A few small studies and case reports have reported on RE in this context (Table 1) [6, 36, 40, 45, 4751, 57, 58, 73]. The largest study compared TACE and RE in a non-randomized cohort study of 86 patients with UNOS stage T3 HCC [51]. Downstaging to UNOS T2 HCC occurred in 58 % after RE and in 31 % after TACE (p = 0.02). This resulted in LTX in 21 % after RE and 26 % after TACE, whereas 42 and 23 %, respectively were downstaged to RFA. OS was better after RE than after TACE (3-year survival of 59 vs 19 %; p = 0.008), as was 1-year RFS after LTX (89 vs 73 %). Others report similar downstaging success rates of 29–50 % [6, 40, 57]. Kulik et al. performed a pilot study to assess the benefit of adding Sorafenib to RE in patients awaiting LTX [48]. Tumor size reduction was comparable in both groups, but biliary complications and LTX rejection were only encountered in the RE + Sorafenib group. Based on the limited available evidence, applying RE as a tool for downstaging or bridging to LTX in HCC seems feasible. However, RCTs are mandatory to further investigate its potential.

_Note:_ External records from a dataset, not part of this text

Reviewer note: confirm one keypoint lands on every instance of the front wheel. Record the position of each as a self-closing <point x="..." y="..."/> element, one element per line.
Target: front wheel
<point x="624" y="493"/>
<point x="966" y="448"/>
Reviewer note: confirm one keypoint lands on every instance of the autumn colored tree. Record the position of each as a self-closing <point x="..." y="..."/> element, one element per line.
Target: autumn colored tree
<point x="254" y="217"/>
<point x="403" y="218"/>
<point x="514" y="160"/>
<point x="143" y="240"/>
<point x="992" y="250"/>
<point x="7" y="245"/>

Table 1 Overview of response rates and downstaging success rates with 90Y-RE in patients with HCC

In case of intrahepatic cholangiocarcinoma (ICC), downstaging is less often reported. Apart from few case reports, two institutions have reported their experiences with 90Y-RE in downstaging (Table 2) [53, 63, 65, 67, 70]. Rayar et al. reported successful downstaging to resection with RE and chemotherapy in eight patients with initially unresectable ICC [70]. R0 resections were achieved in all patients, with a median of six resected segments [70]. Mouli et al. reported successful downstaging to resection in 5/46 patients with unresectable ICC and successful LTX in one patient [53].

Table 2 Overview of response rates and downstaging success rates with 90Y-RE in patients with ICC

Similar to HCC and ICC, the evidence for downstaging of metastatic liver disease with RE is limited, with a few case reports/case series (<5 patients) and one small clinical study (Table 3) [37, 38, 42, 46, 52, 58, 59, 71]. Justinger et al. reported on 13 CRLM patients with marginally resectable disease, who were treated with resin microspheres for intended downstaging [46]. Hepatic resection was performed in 11/13 patients after a median of 57 days (range 39–153) following RE; combined with ALPPS (associating liver partition and portal vein ligation for staged hepatectomy) in 7/11 and with PVE in 1/11.

Table 3 Overview of response rates and downstaging success rates with 90Y-RE in patients with metastatic disease

The role of RE in downstaging prior to ablation therapy has also been investigated [49, 66]. Hoffman et al. reported the results of RFA in patients with extensive hepatic metastases three months after RE. Downstaging to a tumor size suitable for RFA (<3 cm) was achieved in 12 % of patients (5/44) [66]. Kulik et al. reported successful downstaging of HCC lesions (to <3 cm) by means of RE in 32 % of patients (11/34) [49].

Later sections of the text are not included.